There was a percussive thump from the hatch; something flashed into the ground and exploded. The air was filled by a crackling noise and the ground under the hatch leapt and danced with tiny explosions, all raising dust about the initial impact site; there was an impression of blurring, buzzing, furious movement in the air.
Sharrow ducked down, cursing. She pulled a small flare from her satchel, lit it and lobbed it to one side of the spreading ripple of explosions.
They’d fired a flea-cluster round. The individual microgrenades each had twelve random, explosive bounces to find the heat signature of a human being nearby, then they would blow up anyway. Properly used they were devastating, but the canister was designed to be lobbed, not fired straight down into the ground; she guessed less than half the micro-grenades had survived the initial shock.

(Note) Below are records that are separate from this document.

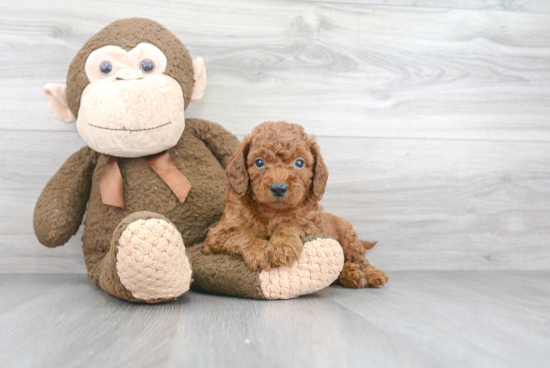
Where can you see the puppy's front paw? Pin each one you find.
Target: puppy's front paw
(283, 251)
(375, 277)
(255, 255)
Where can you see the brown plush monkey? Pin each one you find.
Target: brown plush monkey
(152, 181)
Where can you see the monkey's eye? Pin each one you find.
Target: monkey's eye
(259, 163)
(299, 163)
(106, 67)
(147, 66)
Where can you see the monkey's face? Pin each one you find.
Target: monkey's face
(130, 108)
(128, 87)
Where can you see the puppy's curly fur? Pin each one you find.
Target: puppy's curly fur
(267, 228)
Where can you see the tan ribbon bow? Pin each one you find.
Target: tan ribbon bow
(112, 189)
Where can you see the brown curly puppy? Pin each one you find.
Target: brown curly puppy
(277, 176)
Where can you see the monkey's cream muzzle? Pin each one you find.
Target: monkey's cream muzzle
(128, 112)
(132, 117)
(130, 108)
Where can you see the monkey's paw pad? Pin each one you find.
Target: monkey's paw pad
(151, 260)
(318, 266)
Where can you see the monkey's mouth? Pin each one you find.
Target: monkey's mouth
(130, 130)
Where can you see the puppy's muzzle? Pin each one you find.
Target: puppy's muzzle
(278, 189)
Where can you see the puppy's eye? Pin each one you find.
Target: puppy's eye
(147, 66)
(106, 67)
(299, 163)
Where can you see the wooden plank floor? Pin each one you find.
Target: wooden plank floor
(432, 115)
(421, 319)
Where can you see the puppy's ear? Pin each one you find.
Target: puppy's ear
(320, 172)
(236, 169)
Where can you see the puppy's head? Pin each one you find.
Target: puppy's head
(278, 164)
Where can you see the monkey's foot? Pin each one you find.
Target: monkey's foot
(151, 261)
(318, 266)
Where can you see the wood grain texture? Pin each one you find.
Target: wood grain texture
(431, 204)
(340, 69)
(534, 6)
(434, 122)
(420, 319)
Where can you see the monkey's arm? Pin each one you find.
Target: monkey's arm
(61, 206)
(220, 141)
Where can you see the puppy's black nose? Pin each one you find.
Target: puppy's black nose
(278, 189)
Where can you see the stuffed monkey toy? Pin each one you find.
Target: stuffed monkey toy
(153, 182)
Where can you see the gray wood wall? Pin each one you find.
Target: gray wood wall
(433, 116)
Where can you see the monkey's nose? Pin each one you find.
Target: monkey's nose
(278, 189)
(129, 74)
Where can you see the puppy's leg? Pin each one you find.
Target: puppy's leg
(240, 242)
(357, 272)
(285, 245)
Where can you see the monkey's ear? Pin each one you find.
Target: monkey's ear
(56, 95)
(199, 74)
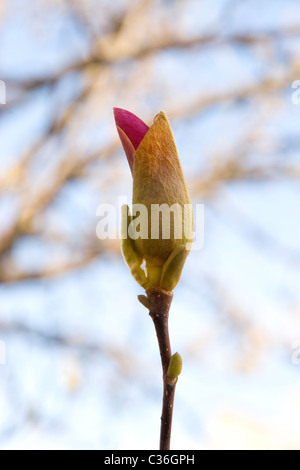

Sharrow kept down, waiting for one of the deadly little pebbles to land at her feet, doubting that any of them would be distracted by the burning flare. Then a stuttered ripple of noise announced the tiny grenades had self-destructed. She peeked up, gun ready.
A head appeared looking down from the hatchway. She shot it. The man’s head jerked once, as though nodding at something; then it hung there, and a limp arm flopped out of the hatch. Blood started to fall towards the dark cape lying on the karst. The arm and head were pulled away inside. She fired the rest of the magazine, watching most of the bullets spark and ricochet off the train’s underside.
‘Fuck this,’ Sharrow said. She kept the rifle trained on the hatch one-handed, reloaded it, then pulled the HandCannon out of her pocket, put it to her mouth and sprang the magazine, catching it in her teeth; she turned it round with the hand holding the pistol, pushing the magazine home again. She tight-beamed to where she thought Zefla was. ‘Zef?’